Summary: Politics will not save us. Only the God whom we thank today can do that.

Thanksgiving 2016

“Now thank we all our God. . .who wondrous things has done. . .who from our mothers’ arms has blessed us on our way with countless gifts of love.” Martin Rickart’s magnificent hymn of thanks, used by almost all Christians, is inspired by this text from the book of Ecclesiasticus, or Sirach. This is the one day of the year set aside by American law for thanksgiving. To whom? To the merciful God who has done wondrous things for us.

There is particular reason in November of 2016 to give thanks. I try not to be political, but for faithful Catholics the past eight years have been pretty tough. The family has been under assault in our country as never before. The Supreme Court of our land has redefined marriage, a sacred covenant instituted by God for the preservation of the human race by uniting for life a man and a woman in self-giving love. I should say they tried to redefine marriage. But sexual abuse, whether it is sodomy, rape, pederasty, pedophilia or any of the other abominations cannot be rendered anything but sinful by any human institution.
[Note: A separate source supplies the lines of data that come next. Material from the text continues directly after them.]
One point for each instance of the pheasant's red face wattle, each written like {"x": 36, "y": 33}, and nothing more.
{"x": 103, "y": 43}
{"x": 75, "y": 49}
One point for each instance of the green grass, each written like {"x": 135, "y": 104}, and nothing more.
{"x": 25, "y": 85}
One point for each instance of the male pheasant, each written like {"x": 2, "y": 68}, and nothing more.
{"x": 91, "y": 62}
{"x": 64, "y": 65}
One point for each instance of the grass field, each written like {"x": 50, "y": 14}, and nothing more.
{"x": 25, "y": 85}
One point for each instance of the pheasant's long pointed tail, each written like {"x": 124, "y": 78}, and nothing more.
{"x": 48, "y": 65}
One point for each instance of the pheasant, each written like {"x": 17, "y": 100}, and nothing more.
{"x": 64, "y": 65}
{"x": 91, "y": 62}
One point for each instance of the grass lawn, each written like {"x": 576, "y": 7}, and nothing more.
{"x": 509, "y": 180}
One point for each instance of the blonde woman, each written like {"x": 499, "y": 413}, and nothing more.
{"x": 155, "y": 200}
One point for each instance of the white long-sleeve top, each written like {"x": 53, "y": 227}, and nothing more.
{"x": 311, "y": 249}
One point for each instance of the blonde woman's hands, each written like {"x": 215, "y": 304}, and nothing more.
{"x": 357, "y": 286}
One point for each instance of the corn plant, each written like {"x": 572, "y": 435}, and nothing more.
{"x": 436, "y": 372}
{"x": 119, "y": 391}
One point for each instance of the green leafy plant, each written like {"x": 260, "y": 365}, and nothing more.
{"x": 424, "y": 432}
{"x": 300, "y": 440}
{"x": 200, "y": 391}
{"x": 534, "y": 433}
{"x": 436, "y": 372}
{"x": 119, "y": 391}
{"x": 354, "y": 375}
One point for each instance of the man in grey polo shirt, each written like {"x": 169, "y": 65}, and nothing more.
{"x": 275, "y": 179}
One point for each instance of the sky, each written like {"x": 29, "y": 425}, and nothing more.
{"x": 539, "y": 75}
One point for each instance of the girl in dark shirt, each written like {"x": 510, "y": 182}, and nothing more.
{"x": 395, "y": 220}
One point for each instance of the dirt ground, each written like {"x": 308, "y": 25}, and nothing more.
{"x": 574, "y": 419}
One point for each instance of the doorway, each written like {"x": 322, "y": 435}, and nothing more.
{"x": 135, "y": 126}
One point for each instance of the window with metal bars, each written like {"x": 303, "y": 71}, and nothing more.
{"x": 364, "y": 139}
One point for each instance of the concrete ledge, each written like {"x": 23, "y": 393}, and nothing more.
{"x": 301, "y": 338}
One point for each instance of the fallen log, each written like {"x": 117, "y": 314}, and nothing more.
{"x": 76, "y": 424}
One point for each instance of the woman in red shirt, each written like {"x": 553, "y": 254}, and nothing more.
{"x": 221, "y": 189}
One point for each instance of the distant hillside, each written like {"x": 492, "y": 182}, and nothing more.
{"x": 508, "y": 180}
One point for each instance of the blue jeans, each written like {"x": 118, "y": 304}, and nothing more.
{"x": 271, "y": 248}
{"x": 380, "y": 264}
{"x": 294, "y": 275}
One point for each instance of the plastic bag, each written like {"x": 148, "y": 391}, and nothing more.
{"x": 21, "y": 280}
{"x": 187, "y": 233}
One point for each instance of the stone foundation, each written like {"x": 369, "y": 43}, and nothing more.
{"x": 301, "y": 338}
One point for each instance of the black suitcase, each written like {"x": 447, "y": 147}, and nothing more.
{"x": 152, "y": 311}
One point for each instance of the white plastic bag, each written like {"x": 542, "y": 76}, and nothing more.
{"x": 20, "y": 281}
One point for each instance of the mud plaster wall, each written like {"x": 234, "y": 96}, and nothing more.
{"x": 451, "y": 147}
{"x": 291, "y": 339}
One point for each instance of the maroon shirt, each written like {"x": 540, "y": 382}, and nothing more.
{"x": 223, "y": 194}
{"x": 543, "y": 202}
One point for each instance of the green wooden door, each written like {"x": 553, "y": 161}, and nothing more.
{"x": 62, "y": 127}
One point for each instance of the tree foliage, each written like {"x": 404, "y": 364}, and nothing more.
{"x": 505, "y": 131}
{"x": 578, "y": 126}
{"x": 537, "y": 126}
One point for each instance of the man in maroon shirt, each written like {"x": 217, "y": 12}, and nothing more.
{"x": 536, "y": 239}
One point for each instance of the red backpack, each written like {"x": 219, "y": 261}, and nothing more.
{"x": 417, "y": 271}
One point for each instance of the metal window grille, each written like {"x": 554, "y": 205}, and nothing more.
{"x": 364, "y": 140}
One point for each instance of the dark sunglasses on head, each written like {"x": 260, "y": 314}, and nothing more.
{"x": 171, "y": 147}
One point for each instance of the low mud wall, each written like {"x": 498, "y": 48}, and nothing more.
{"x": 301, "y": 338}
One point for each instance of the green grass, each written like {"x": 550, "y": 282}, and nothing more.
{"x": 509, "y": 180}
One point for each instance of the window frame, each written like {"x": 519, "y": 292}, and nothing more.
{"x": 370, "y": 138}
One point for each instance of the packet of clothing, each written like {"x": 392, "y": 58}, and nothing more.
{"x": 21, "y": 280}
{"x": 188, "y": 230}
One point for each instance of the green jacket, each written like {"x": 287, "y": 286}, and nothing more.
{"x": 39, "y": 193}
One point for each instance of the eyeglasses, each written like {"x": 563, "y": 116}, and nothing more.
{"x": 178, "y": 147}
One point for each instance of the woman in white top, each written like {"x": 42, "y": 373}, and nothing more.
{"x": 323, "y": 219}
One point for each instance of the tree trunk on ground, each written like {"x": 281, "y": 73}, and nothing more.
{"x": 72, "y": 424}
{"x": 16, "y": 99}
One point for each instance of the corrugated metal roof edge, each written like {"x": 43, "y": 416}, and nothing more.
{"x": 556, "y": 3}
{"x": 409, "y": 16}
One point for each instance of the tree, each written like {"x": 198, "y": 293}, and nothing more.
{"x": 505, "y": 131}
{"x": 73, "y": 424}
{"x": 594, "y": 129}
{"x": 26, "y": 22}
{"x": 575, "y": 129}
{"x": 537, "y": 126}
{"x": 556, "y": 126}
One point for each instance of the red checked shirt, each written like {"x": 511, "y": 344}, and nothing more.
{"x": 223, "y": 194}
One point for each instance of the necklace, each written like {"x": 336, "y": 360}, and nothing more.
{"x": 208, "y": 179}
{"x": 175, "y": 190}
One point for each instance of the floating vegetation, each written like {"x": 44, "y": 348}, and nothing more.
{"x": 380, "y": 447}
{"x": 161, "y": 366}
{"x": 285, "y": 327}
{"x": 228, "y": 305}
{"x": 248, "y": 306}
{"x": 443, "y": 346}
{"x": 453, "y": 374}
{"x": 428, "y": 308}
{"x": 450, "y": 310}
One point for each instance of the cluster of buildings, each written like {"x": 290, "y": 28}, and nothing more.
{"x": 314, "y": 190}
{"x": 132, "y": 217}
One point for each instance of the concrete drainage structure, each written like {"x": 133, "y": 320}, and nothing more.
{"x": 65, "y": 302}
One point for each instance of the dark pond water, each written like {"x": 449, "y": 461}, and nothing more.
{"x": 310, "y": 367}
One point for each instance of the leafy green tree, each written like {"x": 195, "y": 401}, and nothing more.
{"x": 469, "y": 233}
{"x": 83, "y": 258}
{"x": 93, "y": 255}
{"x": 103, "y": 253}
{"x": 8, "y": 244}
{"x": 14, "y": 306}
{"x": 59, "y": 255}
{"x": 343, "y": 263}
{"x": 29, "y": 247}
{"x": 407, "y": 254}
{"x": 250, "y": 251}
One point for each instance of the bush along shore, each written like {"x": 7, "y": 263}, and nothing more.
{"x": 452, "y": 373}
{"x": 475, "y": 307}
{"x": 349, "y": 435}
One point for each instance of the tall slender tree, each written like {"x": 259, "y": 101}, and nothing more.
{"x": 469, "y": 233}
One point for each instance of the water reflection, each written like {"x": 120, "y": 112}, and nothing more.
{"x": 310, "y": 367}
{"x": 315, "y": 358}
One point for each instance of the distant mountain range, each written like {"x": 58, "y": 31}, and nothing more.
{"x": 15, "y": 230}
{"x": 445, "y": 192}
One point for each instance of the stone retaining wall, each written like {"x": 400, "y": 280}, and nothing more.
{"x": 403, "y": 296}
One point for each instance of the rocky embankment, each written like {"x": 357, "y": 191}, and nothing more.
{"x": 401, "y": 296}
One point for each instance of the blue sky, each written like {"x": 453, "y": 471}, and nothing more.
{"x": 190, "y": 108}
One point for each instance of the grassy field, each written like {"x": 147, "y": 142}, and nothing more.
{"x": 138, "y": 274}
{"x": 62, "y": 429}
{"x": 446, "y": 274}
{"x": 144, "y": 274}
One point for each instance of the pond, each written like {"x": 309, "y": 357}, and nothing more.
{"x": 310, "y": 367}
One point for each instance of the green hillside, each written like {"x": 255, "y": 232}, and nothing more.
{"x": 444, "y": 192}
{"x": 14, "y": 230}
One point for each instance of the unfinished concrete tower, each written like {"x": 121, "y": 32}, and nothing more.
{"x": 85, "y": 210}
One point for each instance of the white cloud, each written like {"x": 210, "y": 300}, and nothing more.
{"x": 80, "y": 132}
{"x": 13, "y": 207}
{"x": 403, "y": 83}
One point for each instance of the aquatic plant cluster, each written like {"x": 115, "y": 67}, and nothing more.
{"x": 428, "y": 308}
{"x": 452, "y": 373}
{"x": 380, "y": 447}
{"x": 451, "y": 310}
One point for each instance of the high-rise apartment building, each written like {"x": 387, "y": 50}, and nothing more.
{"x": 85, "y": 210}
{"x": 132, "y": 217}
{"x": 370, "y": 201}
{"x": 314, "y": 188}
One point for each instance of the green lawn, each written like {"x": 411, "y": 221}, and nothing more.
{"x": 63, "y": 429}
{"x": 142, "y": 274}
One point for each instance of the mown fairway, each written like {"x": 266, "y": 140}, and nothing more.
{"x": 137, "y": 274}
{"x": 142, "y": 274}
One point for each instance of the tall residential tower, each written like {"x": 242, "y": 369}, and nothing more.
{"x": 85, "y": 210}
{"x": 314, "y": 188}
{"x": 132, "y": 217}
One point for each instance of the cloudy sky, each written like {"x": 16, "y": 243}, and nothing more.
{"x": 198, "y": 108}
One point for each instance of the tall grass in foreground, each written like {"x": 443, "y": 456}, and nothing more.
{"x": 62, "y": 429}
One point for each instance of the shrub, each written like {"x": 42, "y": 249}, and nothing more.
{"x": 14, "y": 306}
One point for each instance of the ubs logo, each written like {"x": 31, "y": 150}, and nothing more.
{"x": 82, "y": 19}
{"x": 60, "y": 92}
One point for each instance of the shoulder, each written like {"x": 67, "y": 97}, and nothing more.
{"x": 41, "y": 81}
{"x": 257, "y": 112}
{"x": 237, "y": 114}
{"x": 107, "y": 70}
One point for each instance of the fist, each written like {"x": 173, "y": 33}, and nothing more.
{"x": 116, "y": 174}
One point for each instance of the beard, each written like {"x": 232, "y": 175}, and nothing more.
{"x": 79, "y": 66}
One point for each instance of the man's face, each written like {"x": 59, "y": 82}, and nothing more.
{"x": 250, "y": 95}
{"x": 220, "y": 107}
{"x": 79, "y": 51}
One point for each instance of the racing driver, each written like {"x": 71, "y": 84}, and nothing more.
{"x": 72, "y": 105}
There have been other attacks on the family, particularly on the beginning and natural ending of life. Planned Parenthood continues its long-term genocide, especially against Hispanics, Africans and Catholics. And the federal government makes us pay for it, whatever our conscience tells us. States are permitting doctors to kill people, and there is increasing evidence that some of these deaths are imposed rather than requested. Plato taught us that politics is the application of ethics to society. More recently it has been the application of evil to society.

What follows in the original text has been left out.